The last few weeks have clearly shown the Alberta government wants there to be no confusion on questions of governance jurisdiction.
After tabling a bill that will limit a municipality’s ability to negotiate directly with the federal government for funding, the province introduced a bill that will allow it to scrap municipal bylaws, remove elected officials and formalize political parties in Calgary and Edmonton for the 2025 municipal election.
Anyone wondering who yields power in provincial and municipal politics can stop.
The bill has met with swift derision from across the province, with its necessity openly questioned and provincial officials giving little to no reasoning behind the need for certain legislative changes in the bill.

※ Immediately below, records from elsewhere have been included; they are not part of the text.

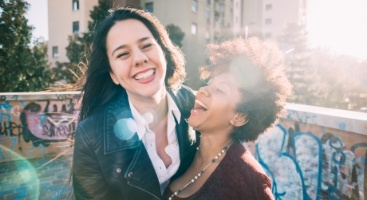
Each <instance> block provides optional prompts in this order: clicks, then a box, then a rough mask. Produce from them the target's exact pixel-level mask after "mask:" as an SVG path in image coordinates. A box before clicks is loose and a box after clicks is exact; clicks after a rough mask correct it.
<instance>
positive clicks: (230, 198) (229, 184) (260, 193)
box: [163, 141, 274, 200]
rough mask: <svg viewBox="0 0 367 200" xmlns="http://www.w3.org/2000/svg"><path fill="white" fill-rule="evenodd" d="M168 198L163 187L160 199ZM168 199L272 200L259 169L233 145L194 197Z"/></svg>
mask: <svg viewBox="0 0 367 200" xmlns="http://www.w3.org/2000/svg"><path fill="white" fill-rule="evenodd" d="M171 195H172V191H171V190H170V189H169V187H167V189H166V191H165V192H164V195H163V197H164V199H168V197H170V196H171ZM172 199H175V200H179V199H188V200H190V199H191V200H192V199H200V200H205V199H208V200H214V199H223V200H227V199H236V200H238V199H246V200H250V199H254V200H268V199H274V197H273V194H272V192H271V182H270V179H269V177H268V176H267V175H266V174H265V172H264V170H263V168H262V167H261V165H260V164H259V163H258V161H257V160H256V159H255V158H254V157H253V155H252V154H251V153H250V152H249V151H248V150H247V149H246V148H245V147H244V146H243V145H242V144H240V143H239V142H237V141H236V142H234V143H233V145H232V146H231V147H230V148H229V149H228V151H227V153H226V155H225V157H224V158H223V160H222V162H221V163H219V165H218V167H217V168H216V169H215V171H214V172H213V173H212V174H211V175H210V176H209V178H208V180H207V181H206V182H205V183H204V185H203V186H202V187H201V188H200V189H199V190H198V191H197V192H196V193H195V194H193V195H191V196H189V197H187V198H179V197H177V196H174V197H173V198H172Z"/></svg>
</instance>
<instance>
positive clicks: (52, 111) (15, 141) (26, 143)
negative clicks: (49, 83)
mask: <svg viewBox="0 0 367 200" xmlns="http://www.w3.org/2000/svg"><path fill="white" fill-rule="evenodd" d="M79 96H80V95H79V94H78V93H18V94H17V93H14V94H11V93H4V94H0V119H1V121H0V122H1V123H0V162H7V161H12V160H17V159H19V158H26V159H31V158H40V157H44V156H53V155H57V154H60V153H62V152H64V153H70V152H71V151H68V152H67V150H70V149H71V148H70V145H71V144H72V143H71V142H70V141H71V137H72V134H73V133H74V131H75V128H76V125H77V117H78V99H79Z"/></svg>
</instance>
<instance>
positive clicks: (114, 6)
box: [53, 0, 131, 83]
mask: <svg viewBox="0 0 367 200" xmlns="http://www.w3.org/2000/svg"><path fill="white" fill-rule="evenodd" d="M115 6H116V5H115V1H113V0H99V1H98V5H96V6H94V7H93V9H92V10H91V11H90V17H91V21H88V31H87V32H85V33H81V34H75V35H71V36H69V38H68V40H69V44H68V46H67V47H66V56H67V57H68V59H69V62H64V63H56V69H54V71H53V74H54V75H53V77H54V78H55V79H58V80H63V81H65V82H67V83H73V82H75V81H76V80H77V78H78V77H79V76H81V75H82V74H83V73H84V72H85V65H84V63H87V59H88V56H89V54H90V45H91V39H92V37H93V30H94V29H95V27H96V25H97V23H99V22H100V21H102V20H103V19H104V18H106V16H108V15H109V9H111V8H112V7H115ZM126 6H130V7H131V5H129V4H127V5H126Z"/></svg>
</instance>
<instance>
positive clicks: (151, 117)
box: [129, 93, 181, 139]
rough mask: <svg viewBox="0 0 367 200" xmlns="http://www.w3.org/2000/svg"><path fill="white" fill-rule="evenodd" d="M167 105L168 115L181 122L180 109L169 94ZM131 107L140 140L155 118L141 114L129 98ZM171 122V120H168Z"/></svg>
mask: <svg viewBox="0 0 367 200" xmlns="http://www.w3.org/2000/svg"><path fill="white" fill-rule="evenodd" d="M166 98H167V104H168V114H170V113H172V115H173V116H174V117H175V118H176V120H177V122H178V123H179V122H180V121H181V112H180V110H179V109H178V107H177V105H176V103H175V102H174V101H173V99H172V97H171V96H170V95H169V93H167V97H166ZM129 106H130V110H131V114H132V116H133V118H134V120H135V123H136V127H137V134H138V136H139V139H141V138H143V137H144V134H145V132H146V129H147V128H148V125H149V121H150V120H151V119H153V118H154V115H153V114H143V115H142V114H140V113H139V112H138V111H137V110H136V108H135V107H134V105H133V104H132V103H131V101H130V98H129ZM168 120H170V118H168Z"/></svg>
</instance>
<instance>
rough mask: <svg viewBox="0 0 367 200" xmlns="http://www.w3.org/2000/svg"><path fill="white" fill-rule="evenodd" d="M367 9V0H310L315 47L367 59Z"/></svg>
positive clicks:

Alberta Municipalities – the advocacy group for more than 260 of the province’s municipal governments – called it a “power grab” that allows the provincial government to fire any council member and remove any bylaw it doesn’t like.
Although Premier Danielle Smith and Municipal Affairs Minister Ric McIver have continued to state they would rarely use the powers, the ability to do so on a whim is now present.
Despite being a blatant reminder to municipal governments about who is in control, aspects of the bill look promising, including giving municipalities the ability to require criminal record checks for candidates, having orientation training for councillors be mandatory and making political donations more transparent.
The ability to fire elected officials and amend or repeal bylaws, however, could be Pandora's box, the province potentially wading too far into municipal weeds.
Like it or not, under existing legal precedence, provincial governments have full control of municipalities. Whether or not there will be a legal challenge remains to be seen, but it’s unlikely to be successful.
Municipalities in Alberta are about to enter a new and unexpected future, while tensions between the province and municipal governments are likely only to grow.